In June, G7 nations committed an additional $4.5 billion toward food security, with more than half that amount coming from the U.S. This is a positive step, but still far short of what groups like the SDG2 Advocacy Hub say is needed to end the global hunger crisis. “The G7 are talking about a total of $14 billion to fight the food crisis. But this is nowhere near the $21.5 billion that the World Food Programme needs this year alone,” Stephan Exo-Kreischer, director of ONE Germany, told Reuters. Ending this crisis will require much greater leadership from G7 nations in addressing global food insecurity, which means citizens need to generate greater political pressure, including in the United States.

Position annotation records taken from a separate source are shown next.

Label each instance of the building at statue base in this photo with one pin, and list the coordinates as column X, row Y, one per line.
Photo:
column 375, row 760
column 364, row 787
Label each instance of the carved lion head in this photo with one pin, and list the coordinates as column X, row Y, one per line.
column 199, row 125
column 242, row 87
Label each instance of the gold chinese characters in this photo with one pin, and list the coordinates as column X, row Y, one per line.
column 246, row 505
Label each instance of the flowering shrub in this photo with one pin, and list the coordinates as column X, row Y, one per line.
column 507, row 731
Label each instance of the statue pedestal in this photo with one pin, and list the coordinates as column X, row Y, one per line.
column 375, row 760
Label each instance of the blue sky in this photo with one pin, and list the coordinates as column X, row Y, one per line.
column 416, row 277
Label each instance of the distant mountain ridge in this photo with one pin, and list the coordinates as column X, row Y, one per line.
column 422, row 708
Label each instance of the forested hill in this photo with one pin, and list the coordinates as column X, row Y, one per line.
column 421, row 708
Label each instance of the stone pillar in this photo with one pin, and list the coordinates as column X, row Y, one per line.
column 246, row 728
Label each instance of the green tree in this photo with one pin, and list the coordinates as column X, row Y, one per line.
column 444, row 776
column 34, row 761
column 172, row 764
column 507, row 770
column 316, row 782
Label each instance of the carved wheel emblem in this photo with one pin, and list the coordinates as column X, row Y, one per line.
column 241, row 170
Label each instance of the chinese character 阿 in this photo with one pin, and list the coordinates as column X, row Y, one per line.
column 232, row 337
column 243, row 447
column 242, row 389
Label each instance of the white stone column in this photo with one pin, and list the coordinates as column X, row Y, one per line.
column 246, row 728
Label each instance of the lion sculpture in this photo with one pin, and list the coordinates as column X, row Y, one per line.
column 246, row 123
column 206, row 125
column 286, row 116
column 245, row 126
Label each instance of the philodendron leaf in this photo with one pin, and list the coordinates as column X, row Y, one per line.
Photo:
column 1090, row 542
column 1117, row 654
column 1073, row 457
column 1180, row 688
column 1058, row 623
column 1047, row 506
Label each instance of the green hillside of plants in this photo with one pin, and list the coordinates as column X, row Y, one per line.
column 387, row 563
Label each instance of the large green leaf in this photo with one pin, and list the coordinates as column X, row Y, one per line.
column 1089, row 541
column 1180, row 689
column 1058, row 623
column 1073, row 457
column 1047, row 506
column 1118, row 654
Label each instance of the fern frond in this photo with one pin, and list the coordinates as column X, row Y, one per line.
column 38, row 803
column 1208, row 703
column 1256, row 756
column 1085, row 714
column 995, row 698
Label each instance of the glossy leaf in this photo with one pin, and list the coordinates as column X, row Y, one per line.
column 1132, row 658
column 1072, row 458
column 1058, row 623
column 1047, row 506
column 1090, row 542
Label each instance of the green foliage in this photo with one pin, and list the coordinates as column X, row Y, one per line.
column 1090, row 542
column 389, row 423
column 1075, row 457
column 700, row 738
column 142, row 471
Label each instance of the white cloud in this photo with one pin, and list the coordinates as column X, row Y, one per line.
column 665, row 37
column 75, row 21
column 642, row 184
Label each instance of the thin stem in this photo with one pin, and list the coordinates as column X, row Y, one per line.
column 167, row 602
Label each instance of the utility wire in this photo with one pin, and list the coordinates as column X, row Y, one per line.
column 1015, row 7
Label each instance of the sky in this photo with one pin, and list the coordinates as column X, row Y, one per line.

In addition to using our voices to advocate for these and other policy changes, we can also support organizations that take practical action to combat hunger, including by building bonds of pragmatic solidarity between farmers in the United States and struggling subsistence farmers in Africa, Latin America, and Asia. One inspiring example is Growing Hope Globally, which builds partnerships between farmers, congregations, communities, and their allies, helping more than 2 million farmers escape hunger and provide for their own families. As the organization’s president and CEO, Max Finberg, recently shared with me: “For almost twenty-five years, we have used food as a tool for hope. Even though the current picture is bleak, those we serve and those who support us have hope for a future without hunger.”

Finberg then pointed me toward Matthew 25, where Jesus says: “I was hungry and you gave me food.” Hunger looks a bit different today than it did in Jesus' day. Now the food is stuck at port, held hostage by war, and jeopardized by climate change. Fresh fruit rots in some of our fridges, but never makes it to low-income neighborhoods. Runaway inflation raises the cost of food in ways that exacerbate hunger. The hunger may look different, but the question remains the same: Lord, when was it that we saw you hungry and gave you food? Our individual and collective response to Jesus’ timeless question will determine whether we can realize a world free of hunger.